Data centers, software providers and information technology firms can expect that clients will be asking to see their service organization control (SOC) reports.

SOC reports have replaced the Statement on Auditing Standards 70 (SAS 70) as a means of assuring companies they do business with that proper controls are in place.

“Years ago, it was mostly payroll companies having SAS 70 audits done because they were affected more than everybody else. They managed their clients’ money, and their clients needed to make sure that they had controls in place,” says Robert B. Brenis, CGEIT, CISA, CRISC, PMP, a principal with Skoda Minotti Technology Partners. “A lot of companies are now seeing the need for these because, with the advent of technology, many have access to their clients’ information.”

Smart Business spoke with Brenis about the differences between SOC reports and SAS 70 audits and the types of companies that should have them prepared.

What is a SOC report and how does it differ from the SAS 70?

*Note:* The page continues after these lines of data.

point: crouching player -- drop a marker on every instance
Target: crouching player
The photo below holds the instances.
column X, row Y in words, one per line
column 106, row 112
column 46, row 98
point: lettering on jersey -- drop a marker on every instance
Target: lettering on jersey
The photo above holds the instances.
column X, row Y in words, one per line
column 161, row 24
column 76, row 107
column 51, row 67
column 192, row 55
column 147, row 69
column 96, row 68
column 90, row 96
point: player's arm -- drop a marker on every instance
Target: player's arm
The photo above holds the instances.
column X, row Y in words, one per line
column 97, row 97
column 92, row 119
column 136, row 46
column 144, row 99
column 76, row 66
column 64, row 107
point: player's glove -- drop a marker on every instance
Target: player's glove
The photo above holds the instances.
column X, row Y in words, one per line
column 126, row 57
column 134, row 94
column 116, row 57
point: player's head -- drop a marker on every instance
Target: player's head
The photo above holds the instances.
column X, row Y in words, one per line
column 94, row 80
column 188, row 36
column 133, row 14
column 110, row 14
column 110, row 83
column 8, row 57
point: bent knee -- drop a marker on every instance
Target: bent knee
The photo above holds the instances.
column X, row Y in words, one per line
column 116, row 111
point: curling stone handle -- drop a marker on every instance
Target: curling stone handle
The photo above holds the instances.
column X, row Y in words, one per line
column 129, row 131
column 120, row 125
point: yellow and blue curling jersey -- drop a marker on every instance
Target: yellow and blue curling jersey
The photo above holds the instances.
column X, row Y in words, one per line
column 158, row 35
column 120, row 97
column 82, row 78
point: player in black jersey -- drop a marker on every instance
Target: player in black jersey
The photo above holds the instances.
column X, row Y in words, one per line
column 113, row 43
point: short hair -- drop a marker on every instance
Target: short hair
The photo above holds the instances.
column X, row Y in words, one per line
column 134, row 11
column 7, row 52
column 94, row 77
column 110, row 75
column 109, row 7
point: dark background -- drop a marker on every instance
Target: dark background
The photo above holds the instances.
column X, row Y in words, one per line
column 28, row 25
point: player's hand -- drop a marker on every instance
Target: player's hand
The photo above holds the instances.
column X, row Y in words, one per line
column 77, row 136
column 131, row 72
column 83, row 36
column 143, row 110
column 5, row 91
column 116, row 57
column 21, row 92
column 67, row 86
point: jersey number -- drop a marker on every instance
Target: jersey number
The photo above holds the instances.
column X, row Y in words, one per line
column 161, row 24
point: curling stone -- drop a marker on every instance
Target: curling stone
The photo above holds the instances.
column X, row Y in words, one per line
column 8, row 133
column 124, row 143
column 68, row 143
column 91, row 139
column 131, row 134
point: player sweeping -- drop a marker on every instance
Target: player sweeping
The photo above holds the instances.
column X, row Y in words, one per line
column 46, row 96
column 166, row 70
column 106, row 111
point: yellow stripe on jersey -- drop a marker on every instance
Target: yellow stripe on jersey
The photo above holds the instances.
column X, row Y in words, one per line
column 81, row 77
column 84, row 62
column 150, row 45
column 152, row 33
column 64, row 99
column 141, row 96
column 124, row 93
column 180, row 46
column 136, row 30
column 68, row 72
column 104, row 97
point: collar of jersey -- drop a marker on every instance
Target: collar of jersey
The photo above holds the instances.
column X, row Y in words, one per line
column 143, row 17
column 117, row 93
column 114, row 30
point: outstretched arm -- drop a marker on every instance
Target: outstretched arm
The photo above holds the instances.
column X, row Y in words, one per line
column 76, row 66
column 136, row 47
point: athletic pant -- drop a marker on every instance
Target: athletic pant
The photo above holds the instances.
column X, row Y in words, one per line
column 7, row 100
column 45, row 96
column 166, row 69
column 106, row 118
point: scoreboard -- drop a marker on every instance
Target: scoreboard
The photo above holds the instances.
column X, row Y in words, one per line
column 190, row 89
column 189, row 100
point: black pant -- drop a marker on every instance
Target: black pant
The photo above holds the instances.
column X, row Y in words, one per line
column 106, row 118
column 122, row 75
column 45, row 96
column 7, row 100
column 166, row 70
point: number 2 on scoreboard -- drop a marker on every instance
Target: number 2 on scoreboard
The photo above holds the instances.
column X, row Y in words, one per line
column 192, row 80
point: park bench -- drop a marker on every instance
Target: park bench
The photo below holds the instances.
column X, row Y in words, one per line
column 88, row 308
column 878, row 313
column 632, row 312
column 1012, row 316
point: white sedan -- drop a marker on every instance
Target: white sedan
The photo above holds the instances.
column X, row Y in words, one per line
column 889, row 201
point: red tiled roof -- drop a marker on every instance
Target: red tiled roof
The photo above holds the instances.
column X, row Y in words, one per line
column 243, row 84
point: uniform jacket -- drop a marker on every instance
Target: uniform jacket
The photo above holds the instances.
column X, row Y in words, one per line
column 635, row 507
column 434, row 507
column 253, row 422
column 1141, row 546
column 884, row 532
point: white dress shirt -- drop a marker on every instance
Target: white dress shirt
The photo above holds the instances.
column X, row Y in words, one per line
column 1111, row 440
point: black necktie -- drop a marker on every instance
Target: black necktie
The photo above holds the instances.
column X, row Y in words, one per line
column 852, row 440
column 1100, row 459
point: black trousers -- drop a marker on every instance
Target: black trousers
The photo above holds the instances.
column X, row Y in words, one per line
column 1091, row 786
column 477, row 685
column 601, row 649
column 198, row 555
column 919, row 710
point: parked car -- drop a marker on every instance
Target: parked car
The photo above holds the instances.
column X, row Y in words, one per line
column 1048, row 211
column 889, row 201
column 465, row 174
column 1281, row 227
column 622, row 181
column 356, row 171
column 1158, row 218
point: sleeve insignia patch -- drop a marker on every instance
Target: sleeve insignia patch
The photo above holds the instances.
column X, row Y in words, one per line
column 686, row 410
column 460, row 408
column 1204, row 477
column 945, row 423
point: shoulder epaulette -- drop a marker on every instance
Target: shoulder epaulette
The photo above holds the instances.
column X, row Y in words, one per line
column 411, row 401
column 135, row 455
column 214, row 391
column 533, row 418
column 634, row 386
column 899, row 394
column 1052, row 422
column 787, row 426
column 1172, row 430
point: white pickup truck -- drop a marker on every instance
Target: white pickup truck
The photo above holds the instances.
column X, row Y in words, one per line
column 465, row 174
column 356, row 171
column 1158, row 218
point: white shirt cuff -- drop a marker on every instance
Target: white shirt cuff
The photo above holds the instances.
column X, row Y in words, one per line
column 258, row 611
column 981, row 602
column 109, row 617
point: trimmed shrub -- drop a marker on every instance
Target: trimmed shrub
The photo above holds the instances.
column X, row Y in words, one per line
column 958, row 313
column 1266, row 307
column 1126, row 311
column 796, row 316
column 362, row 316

SAS 70 was one report, now the SOC 1, and it covered service organization controls related to financial statement assertions. SOC reports break SAS 70 reports into three different reports: SOC 1, SOC 2 and SOC 3. SOC 2, also known as AT 101, audits any or all of five trust service principles: security, availability, processing integrity, confidentiality and privacy. It also contains descriptions of tests performed and the results. The intended audience for a SOC 2 report is management of the user entities. While SOC 3 reports look at the same data as a SOC 2, it is more of a general use report, providing only the auditor’s report on whether the system achieved the test criteria. A SOC 3 report is intended for any user who wants assurance on the five trust service principles and wants this report freely distributed.

Why was a switch made from SAS 70 to SOC reports?

The biggest reason is that the SAS 70 was not being used the way the American Institute of Certified Public Accountants intended it to be used. Accountants were opining on more technical things like firewalls they have in place and secured socket layer encryption. Accountants, however, weren’t entirely sure what any of that meant.

There were way too many IT things creeping their way into the SAS 70 report, so they broke them into two different standards — the financial assertion standard, which is now the SOC 1, and the SOC 2/SOC 3 which focus on the five trust principles.

How do you know if you need a SOC 1 or SOC 2 report?

It gets back to the type of business that’s being provided. If a service is being provided that can affect a client’s financial statements, a SOC 1 is absolutely needed. Say you’re housing servers. That’s more in the realm of security and availability, which talks to the trust services principles found in SOC 2. You should talk to the client to understand the service they’re providing and make sure they get the right one done.

What is meant by Type 1 and Type 2 reports?

As was the case with the SAS 70 audit, there are also two types of SOC reports. With a Type 1, the policies you have are reviewed to determine if they cover the controls you have described in the ‘Management’s Description’ section of the report. In a Type 2 report though, it’s not just the policies that are audited but also the procedures. If you have a policy that says you are reviewing employee network access monthly, for a Type 1 this policy is enough. For a Type 2, you need to show proof that these reviews are happening on a monthly basis.

What value does a company get from a SOC report?

  •  You will have a description of your business in your words.
  • Your clients’ concerns about certain controls are addressed before these concerns become issues.
  • You will have an SOC report completed before you are required to have one for an RFP.
  • You will demonstrate to your clients that your business uses due care in managing information.
  • You can use this process to review and improve internal controls, eliminating unnecessary risk from your business.

One example is a medical billing company that thought it had all the policies and procedures in place to ensure it was tracking receivables on a consistent basis. When we went through the process of the controls that were in place, it was discovered that any receivable that got beyond 180 days dropped off their radar. So they weren’t chasing after money when they should have been. It helped them realize where they had holes and led to a change in their processes. The next year they didn’t have anything in their receivables that came up to 180 days. So the receivables were watched on a much tighter basis.

Other examples would be if your SOC 1 business description says that you have service level agreements with your clients. An audit can be performed against those service level agreements to determine if they’re being met. If not, it could mean that you’re going to owe some clients money, so you need to maintain your service levels that have been agreed upon by your clients. You are liable because you’re supposed to be

following up.

ROBERT B. BRENIS, CGEIT, CISA, CRISC, PMP, is principal with Skoda Minotti Technology Partners. Reach him at (440) 449-6800 or rbrenis@skodaminotti.com.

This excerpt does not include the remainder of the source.